When Congress passed the 2001 tax act, few expected the provisions repealing the federal estate tax and generation-skipping transfer (GST) tax in 2010 to take effect. Yet it has indeed happened.

With Congress unable to reach a consensus for even a one-year continuation of existing law, the provisions of the 2001 Economic Growth and Tax Relief Reconciliation Act have suspended the application of the federal estate and GST taxes for this year.

Without legislation, the federal estate, gift and GST taxes revert to 2001 law next year, with substantially higher rates and lower exemptions. The uncertain state of the transfer tax laws creates some tax planning opportunities, but many more pitfalls and uncertainties. Retroactive reinstatement is a possibility, although likely to engender constitutional challenges that will take years to resolve. How do these uncertainties affect most estate plans?
Many estate planners are seeking to take maximum advantage of the available tax exemptions, such as the estate tax exclusion and the GST exemption (each of which were $3.5 million in 2009), by using formula language in estate planning documents tied to technical tax terminology. The use of formula language allows the estate plan of married clients to automatically adjust the share of the estate that passes to family members, other than the spouse, without incurring estate tax. It accomplishes this by expressing the amount in terms of "the maximum amount that can pass without estate tax" or "the amount equal to the estate tax exemption in effect at my death."

But these formulas have uncertain consequences when the tax or exemption referred to in the document is not in effect. What is the maximum amount that can pass without incurring tax under today's conditions? Perhaps it is the entire estate. On the other hand, the maximum amount sheltered by the exemption might be zero when the estate tax exemption is no longer in effect. Depending on the formula used and its possible construction, an estate plan could have the opposite results of what was intended when current law is considered.

Minimizing The Potential For Future Estate Tax
It is entirely possible we could go through the year without an estate tax. Property passing outright to any beneficiary, however, could be subject to future estate tax. Accordingly, the best estate plan for 2010 may be to require all bequests, especially those passing to a surviving spouse, to be held in trust. Valuable tangible personal property and residences frequently pass outright to a surviving spouse, but those devices may be subject to estate tax when the spouse later dies. On the other hand, property passing in trust when the estate tax is not in effect may avoid estate tax upon the deaths of both spouses, passing the entire estate to children estate tax free.

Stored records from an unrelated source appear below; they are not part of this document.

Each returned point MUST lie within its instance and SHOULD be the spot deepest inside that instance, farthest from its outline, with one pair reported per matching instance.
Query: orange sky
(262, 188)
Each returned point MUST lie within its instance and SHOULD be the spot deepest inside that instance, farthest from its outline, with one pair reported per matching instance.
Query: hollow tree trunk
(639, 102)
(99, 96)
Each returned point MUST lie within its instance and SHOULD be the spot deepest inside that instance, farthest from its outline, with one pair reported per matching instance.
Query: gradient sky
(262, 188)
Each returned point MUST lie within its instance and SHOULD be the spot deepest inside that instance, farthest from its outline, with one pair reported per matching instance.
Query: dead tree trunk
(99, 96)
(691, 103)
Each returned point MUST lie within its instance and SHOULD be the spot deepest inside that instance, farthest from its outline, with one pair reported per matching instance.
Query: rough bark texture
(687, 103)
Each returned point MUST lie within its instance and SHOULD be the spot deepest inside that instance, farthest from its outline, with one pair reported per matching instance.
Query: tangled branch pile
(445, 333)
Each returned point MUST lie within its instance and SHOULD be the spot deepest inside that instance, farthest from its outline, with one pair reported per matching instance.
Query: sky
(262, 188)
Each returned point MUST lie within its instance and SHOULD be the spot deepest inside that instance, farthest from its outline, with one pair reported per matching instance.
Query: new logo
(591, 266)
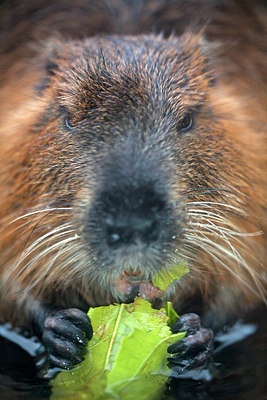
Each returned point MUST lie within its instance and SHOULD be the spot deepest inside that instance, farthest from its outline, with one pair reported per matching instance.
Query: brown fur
(43, 166)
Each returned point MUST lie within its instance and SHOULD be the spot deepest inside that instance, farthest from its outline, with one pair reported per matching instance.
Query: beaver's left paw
(195, 350)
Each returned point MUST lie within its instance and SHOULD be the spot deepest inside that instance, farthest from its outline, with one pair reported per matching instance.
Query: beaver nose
(133, 230)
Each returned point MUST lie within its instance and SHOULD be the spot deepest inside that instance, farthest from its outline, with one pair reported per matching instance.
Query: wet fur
(82, 117)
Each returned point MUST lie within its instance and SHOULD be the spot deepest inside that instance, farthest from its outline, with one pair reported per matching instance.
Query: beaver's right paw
(65, 336)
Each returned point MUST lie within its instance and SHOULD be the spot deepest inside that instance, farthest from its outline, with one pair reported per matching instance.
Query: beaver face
(136, 111)
(127, 148)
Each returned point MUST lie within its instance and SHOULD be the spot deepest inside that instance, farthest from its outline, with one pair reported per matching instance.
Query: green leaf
(166, 277)
(126, 358)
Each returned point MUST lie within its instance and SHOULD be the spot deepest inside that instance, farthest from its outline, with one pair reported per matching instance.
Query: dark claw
(65, 336)
(188, 323)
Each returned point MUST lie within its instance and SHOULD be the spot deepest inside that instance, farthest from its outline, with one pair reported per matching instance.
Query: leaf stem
(113, 336)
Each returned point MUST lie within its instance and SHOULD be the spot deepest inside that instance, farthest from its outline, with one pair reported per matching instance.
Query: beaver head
(127, 170)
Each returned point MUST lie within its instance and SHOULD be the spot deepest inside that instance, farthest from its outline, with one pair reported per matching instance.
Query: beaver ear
(51, 50)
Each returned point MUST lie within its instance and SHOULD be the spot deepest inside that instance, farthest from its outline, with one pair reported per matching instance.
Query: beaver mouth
(133, 283)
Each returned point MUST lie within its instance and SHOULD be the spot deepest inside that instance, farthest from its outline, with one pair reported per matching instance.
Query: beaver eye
(186, 123)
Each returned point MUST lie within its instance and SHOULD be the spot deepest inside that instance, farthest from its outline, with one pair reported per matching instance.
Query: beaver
(131, 140)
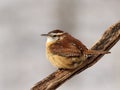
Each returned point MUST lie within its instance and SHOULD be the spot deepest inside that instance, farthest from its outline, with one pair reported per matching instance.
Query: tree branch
(110, 37)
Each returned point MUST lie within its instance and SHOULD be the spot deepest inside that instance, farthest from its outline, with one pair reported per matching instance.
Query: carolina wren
(65, 51)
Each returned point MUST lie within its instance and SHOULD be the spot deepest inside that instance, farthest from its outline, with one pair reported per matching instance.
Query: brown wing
(66, 50)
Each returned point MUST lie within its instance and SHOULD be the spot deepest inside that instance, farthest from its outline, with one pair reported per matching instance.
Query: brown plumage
(64, 51)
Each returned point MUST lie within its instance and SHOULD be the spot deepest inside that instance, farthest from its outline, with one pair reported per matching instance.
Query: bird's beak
(44, 34)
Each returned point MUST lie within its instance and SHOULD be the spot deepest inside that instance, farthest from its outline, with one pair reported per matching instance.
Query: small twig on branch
(110, 37)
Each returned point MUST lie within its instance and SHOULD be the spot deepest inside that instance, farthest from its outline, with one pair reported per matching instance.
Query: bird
(66, 52)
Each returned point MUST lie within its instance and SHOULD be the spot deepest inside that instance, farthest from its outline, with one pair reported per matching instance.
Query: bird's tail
(95, 52)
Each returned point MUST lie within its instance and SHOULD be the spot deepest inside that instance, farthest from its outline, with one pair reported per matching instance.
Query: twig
(110, 37)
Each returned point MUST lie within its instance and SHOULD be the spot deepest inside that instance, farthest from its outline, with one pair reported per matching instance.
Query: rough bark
(110, 37)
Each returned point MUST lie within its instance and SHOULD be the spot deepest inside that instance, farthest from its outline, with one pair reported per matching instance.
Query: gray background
(22, 49)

Although the GST tax is also repealed for generation-skipping transfers occurring in 2010, the consequences of any such transfers in subsequent years are far from clear. Transfers in trust are particularly uncertain because many of the rules mitigating the imposition of double GST tax also may have been suspended in 2010 under the 2001 act. The result could be that property transferred in trust for grandchildren without GST tax in 2010 becomes subject to GST tax when property is distributed to grandchildren in 2011 and thereafter.

If Congress does act this year, the resulting legislation may be prospective or retroactive. One should be circumspect in assuming retroactive legislation would follow 2009 law. While certain members of Congress have suggested that approach, it's not certain they will go in that direction.

Modified Carryover Basis
Prior to repeal of the federal estate tax, the income tax basis of assets included in a decedent's gross estate would be "stepped up" (or "stepped down") to his fair market value at the time of his death. In conjunction with the one-year repeal of the estate tax, a modified carryover basis regime was adopted. Thus, in 2010, the income tax basis of property acquired from a decedent is the lesser of the decedent's basis for income tax purposes or the fair market value of the property at the date of death.

Under the modified carryover basis system, each decedent has two available basis adjustments that may be allocated by the decedent's executor to increase basis, but not above fair market value at death. The first is a $1.3 million adjustment that may be applied to any "property acquired from the decedent" (which is specifically defined and may not include all the property that would have been part of the decedent's gross estate under prior law).

A married decedent has an additional $3 million of available basis adjustment that may be applied only to property passing outright to a surviving spouse or to a trust for the exclusive benefit of the spouse that requires the spouse to receive all the income during the spouse's lifetime. It will be important to ensure that your estate plan permits effective use of these basis adjustments.